Gli esempi di tutti i casi in cui i personaggi effettuano scelte che affermano e al contempo tradiscono il concetto di virtù e quindi di morale aristotelica sono molteplici, ma non si può non pensare alla scena finale in ospedale. Si badi, inoltre, che questo è uno di quei casi in cui il videogiocatore (e lo spettatore) creano e assistono inerti al destino del personaggio. Joel, infatti, dopo aver disintegrato ogni moralità per portare a termine la “missione Ellie” che, nel frattempo è diventata qualcosa più di un “cargo“, scopre che la speranza della salvezza dell’umanità passa attraverso la morte della amata ragazzina. Senza intervenire sul cervello, causando la morte di Ellie, infatti, ogni possibilità di creazione di una cura è inesistente. Perciò Joel ha di fronte una scelta: salvare il suo mondo, che ha ritrovato pace e speranza tramite il rapporto con Ellie, oppure salvare il mondo di tutti sacrificando il suo e, quindi, lasciando che la ragazzina muoia per un bene superiore.

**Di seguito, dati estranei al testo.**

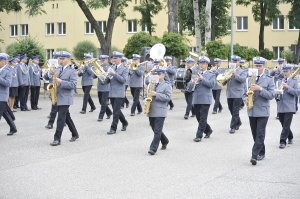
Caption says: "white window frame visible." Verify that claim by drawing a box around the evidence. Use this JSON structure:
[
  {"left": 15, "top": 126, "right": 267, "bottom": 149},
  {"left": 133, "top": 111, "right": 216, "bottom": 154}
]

Rinviando a questo approfondimento per le riflessioni sull’impatto su Ellie delle scelte di Joel, in questa sede si può certamente notare che Joel chiude ogni porta alla razionalità e agisce secondo la sua personalissima giustizia, rifiutando quindi sia la virtù dianoetica che quella etica: l’uomo, infatti, non accetta l’idea di sacrificare Ellie nè nel piano astratto della νόησις, nè su quello pratico dell’etica, risultando dunque coerente con la sua scelta, diversamente da Henry che, si è visto, opera un’involontaria scissione tra il sapere cosa fare e la totalità delle sue azioni (salvare Ellie era la cosa giusta, suicidarsi no, per banalizzare un momento così drammatico a un’operazione scientifica).

Cosa significa, allora, “il miglior videogame è la nostra anima“? A causa dell’estremismo del mondo rappresentato in The Last of Us, affermare “questa scelta è quella giusta” con filosofica oggettività è estremamente complesso. Ci sono svariati fattori che incidono sul concetto di “giustizia”, dal contesto al personaggio che effettua la scelta, dalle ragioni del caso singolo a quelle del più ampio quadro generale. Forse nessuno può davvero dire che Joel abbia sbagliato, come nessuno può dire che con certezza che egli abbia fatto la cosa giusta. Ma noi spettatori, noi videogiocatori, davanti a emozioni così forti possiamo applicare la nostra virtù etica e chiederci cosa avremmo fatto. Perché la nostra anima si lascia veicolare dall’arte, e le sensazioni che quest’ultima provoca sono il fulcro di ciò che la nostra personale morale può percepire. The Last of Us, il videogioco o la serie, è una forma di arte audiovisiva: nessuno meglio della nostra anima può farci sentire più vicini o più lontani dalle scelte dei suoi protagonisti.